Another group involved in the making of Salvage products are based in the Northern Province: recovering child-soldiers of the LTTE (The Liberation Tigers of Tamil Eelam). These girls were recruited – often abducted – at a young age to become child soldiers, but when the war ended in 2009 they became displaced.

These girls could assemble an AK47 at age 13 but they did not know how to read, write or cook for themselves.

Significantly marginalised and psychologically damaged, they were given a home that was monitored by the government; this is where they were taught to sew. Despite successes in training the women, they were still not ready for a workplace environment. This is where Salvage came in, providing a bridge between education and the workplace that gave the women a chance to practice their skills while earning a fair wage and preparing themselves for an independent future.

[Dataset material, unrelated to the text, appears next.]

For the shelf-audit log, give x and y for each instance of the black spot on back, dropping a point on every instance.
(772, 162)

For the first five years of operation, the profits from Salvage products single handily kept the Drop in Centre for HIV positive people open. Funding was provided on a month-to-month basis, so the uncertainty was challenging at times but successful nonetheless. The drop in centre supports a network of around 250 individuals who are HIV positive. More recently Salvage has begun working with children who are born into HIV positive families. These children often don’t find out that they themselves are HIV positive until much later in life. In 2017, with the money they made from their jewellery, Salvage was able to pay for these kids’ school programs and books.

Hand-made beaded gold necklace with platted strap, ready for distribution

Salvage supports and works closely with Heavena, a refuge and transitional shelter for women and children who have suffered domestic violence and abuse. In addition, Salvage also set up a gym that empowers men in impoverished communities. This gym gives the men a place to go where they can be part of something, a place to get off or stay off drugs and a place that ensures that they do not beat their wives or children. Even though this scheme is small, it is reported to have had a phenomenal effect on the surrounding community, supporting not only the men but protecting the women and children from harm.

Salvage has developed a loyal and organic following over the years, and aims to keep supporting people and charities close to their heart. Reliant on donations of both skill and time from a huge number of individuals, it is an inspiring story of people helping people.

Salvage accessories can be found in stores and pop-up markets in and around Colombo, and you can find a link to their Facebook and Instagram page below.



Comments (2):

  1. Sue

    April 19, 2018 at 2:21 am

    Loved this article. Can we buy Salvage in Australia?

    • admin

      April 25, 2018 at 8:50 am

      Not yet unfortunately but they are definitely open to selling overseas, watch this space!